2011 ADJUSTED FFO GUIDANCE
The Company modified its guidance for 2011 Adjusted FFO available to common stockholders to be between $1.82 and $1.86 per diluted share. In January 2011, the Company issued its guidance indicating 2011 Adjusted FFO available to common stockholders would be between $1.80 and $1.86 per diluted share.
The Company's Adjusted FFO guidance for 2011 excludes the impact of gains and losses from the sale of assets, additional divestitures, impairment of assets, certain revenue and expense items, capital transactions and restricted stock amortization expense. A reconciliation of the Adjusted FFO guidance to the Company's projected GAAP earnings is provided on a schedule attached to this press release. The Company may, from time to time, update its publicly announced Adjusted FFO guidance, but it is not obligated to do so.

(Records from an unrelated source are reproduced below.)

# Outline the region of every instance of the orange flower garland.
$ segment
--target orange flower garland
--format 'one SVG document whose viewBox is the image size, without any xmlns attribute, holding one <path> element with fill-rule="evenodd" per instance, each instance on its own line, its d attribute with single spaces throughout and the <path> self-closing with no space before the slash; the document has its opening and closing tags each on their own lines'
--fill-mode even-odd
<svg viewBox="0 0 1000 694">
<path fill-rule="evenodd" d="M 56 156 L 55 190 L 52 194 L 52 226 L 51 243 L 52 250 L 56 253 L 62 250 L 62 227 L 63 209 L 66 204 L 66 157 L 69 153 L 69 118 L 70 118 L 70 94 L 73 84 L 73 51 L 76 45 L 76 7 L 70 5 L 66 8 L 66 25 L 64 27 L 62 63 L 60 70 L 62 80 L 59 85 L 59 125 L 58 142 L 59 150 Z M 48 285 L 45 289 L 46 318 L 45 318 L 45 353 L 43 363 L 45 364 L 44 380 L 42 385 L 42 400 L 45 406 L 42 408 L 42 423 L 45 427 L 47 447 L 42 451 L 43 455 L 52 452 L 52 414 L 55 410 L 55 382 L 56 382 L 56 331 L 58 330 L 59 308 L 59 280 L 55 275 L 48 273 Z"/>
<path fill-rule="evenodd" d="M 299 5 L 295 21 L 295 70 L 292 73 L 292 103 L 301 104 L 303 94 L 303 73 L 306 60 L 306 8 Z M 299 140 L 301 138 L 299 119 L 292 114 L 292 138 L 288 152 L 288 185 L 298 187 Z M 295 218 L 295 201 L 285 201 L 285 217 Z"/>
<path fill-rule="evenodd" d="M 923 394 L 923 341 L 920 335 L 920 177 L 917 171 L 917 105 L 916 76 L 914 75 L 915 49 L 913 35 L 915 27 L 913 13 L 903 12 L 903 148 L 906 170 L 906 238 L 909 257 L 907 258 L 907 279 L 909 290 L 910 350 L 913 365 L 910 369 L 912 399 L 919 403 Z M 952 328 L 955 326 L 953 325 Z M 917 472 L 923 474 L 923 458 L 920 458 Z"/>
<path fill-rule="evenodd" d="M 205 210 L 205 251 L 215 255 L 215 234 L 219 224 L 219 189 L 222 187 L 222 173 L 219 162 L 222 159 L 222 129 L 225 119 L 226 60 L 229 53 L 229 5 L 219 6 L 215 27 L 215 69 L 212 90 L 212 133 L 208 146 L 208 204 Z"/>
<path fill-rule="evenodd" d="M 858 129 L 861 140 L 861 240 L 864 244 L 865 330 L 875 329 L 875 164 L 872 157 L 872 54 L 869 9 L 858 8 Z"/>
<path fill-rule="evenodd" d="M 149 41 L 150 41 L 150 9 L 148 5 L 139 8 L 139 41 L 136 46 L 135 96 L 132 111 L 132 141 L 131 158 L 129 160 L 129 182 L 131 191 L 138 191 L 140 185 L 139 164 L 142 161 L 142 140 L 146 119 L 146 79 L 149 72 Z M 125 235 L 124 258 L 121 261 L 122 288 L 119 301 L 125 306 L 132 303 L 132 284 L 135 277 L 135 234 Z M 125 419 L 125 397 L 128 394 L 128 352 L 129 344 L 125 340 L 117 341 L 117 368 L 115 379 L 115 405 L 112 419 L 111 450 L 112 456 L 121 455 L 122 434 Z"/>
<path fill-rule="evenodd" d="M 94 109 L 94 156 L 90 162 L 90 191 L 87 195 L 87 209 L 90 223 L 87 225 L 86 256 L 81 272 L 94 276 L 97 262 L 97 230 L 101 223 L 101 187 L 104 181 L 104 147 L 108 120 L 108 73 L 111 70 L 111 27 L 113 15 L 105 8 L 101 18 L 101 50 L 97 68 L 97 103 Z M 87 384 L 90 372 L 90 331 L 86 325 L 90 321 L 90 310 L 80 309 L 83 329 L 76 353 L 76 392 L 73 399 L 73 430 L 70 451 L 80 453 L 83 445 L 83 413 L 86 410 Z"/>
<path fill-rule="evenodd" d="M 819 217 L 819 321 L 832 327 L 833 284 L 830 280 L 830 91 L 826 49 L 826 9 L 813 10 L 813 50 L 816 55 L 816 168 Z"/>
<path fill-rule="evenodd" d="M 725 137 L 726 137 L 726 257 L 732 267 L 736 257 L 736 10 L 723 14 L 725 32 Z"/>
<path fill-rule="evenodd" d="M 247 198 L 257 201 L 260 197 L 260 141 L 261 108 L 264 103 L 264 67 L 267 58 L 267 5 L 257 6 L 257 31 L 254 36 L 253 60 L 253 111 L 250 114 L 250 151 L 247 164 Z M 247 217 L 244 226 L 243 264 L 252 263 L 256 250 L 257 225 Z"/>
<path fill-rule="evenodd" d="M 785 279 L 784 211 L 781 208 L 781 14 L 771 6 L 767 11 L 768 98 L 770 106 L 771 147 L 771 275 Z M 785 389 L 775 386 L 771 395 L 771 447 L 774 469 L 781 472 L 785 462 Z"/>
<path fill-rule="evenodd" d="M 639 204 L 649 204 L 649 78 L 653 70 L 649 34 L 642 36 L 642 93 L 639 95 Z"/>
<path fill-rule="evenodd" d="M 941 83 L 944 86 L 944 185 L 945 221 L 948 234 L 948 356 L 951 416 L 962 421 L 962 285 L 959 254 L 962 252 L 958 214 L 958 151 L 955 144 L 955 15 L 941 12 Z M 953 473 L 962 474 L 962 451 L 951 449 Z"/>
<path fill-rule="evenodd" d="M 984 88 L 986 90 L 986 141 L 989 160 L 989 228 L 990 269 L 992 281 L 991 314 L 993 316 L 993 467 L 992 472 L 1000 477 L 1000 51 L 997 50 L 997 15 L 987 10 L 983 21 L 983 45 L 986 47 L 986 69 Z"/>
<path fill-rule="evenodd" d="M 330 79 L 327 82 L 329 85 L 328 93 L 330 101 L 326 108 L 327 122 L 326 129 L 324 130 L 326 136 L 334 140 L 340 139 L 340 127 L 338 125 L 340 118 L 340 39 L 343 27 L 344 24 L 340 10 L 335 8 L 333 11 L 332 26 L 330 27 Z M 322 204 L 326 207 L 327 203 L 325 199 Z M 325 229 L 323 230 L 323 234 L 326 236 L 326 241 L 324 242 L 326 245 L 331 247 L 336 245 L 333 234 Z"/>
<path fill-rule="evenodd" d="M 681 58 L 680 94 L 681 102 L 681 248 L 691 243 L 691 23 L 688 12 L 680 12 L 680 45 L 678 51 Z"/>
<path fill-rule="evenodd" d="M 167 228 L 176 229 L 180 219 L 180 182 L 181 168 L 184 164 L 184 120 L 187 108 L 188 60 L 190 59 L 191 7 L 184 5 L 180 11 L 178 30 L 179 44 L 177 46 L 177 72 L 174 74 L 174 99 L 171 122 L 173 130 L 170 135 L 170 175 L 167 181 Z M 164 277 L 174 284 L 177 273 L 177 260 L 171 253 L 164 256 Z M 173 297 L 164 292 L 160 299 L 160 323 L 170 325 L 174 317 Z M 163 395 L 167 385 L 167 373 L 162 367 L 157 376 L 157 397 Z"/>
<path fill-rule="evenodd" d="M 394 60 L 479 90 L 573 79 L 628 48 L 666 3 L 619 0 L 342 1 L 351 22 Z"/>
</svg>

The Company's Adjusted FFO guidance is based on a number of assumptions, which are subject to change and many of which are outside the control of the Company. If actual results vary from these assumptions, the Company's expectations may change. Without limiting the generality of the foregoing, the completion of acquisitions, divestitures, capital and financing transactions, and variations in restricted stock amortization expense may cause actual results to vary materially from our current expectations. There can be no assurance that the Company will achieve its projected results.